The Bank of England increased interest rates in December with inflation running substantially above its 2 percent target and not expected to peak until April, when households are estimated to face a more than 50 percent increase in their energy bills. Most analysts expect the bank to raise rates two or three more times this year, and the next increase could be as soon as the next rate-setting meeting on Feb. 3.
The data on Wednesday showed that the biggest contributors to the increase in the inflation rate in December were prices for food, which had the biggest monthly rise in a decade; furniture and household goods; and charges at restaurants and hotels.
Inflation is already outstripping wage growth in Britain, a separate report from the statistics agency showed on Tuesday, so the combination of higher food prices, rising energy bills and tax increases coming in the spring is raising concerns about a squeeze on household budgets.

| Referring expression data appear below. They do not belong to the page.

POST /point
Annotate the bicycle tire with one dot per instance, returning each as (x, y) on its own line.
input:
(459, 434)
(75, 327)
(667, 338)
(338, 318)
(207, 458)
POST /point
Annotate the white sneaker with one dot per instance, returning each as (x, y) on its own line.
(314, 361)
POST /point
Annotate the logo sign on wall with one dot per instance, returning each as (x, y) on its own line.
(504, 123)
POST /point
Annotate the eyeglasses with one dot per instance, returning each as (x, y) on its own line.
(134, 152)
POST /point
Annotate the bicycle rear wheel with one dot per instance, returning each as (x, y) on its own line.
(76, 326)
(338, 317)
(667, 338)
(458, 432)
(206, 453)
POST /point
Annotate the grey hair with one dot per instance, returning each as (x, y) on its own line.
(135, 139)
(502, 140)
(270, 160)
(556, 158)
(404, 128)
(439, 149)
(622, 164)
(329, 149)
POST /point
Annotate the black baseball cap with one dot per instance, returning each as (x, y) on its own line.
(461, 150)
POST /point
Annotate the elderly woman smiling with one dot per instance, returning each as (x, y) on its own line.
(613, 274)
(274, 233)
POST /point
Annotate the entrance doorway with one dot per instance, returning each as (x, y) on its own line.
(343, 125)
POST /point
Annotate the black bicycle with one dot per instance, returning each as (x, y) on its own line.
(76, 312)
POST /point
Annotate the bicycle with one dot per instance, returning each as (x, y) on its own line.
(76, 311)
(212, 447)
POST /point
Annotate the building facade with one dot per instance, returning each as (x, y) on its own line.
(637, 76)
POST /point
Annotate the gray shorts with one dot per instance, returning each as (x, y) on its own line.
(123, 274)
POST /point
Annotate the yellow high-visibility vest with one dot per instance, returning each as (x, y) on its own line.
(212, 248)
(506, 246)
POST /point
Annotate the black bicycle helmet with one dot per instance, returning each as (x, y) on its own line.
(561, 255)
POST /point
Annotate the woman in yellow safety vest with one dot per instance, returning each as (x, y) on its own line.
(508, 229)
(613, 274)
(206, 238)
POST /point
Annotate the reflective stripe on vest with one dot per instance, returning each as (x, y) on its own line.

For this year and next, the central bank has projected, income from wages and general government benefits, after taxes and inflation are subtracted, will be less than the year before.This would be the third period that wage growth had run below inflation in a decade.
Companies are passing highercosts from materials, shipping and wages on to their customers. A large retailer, Next, said this month that prices for its spring and summer clothing would rise 3.7 percent from a year earlier, and that then there would be a 6 percent increase for fall and winter goods.
“There is no doubt that prices are being boosted by factors that should moderate in time, including surging energy costs and supply chain problems,” Ambrose Crofton, a strategist at J.P. Morgan Asset Management, wrote in a note to clients. “But in the near term, consumers are still going to feel the pinch as price increases may get worse before they get better.”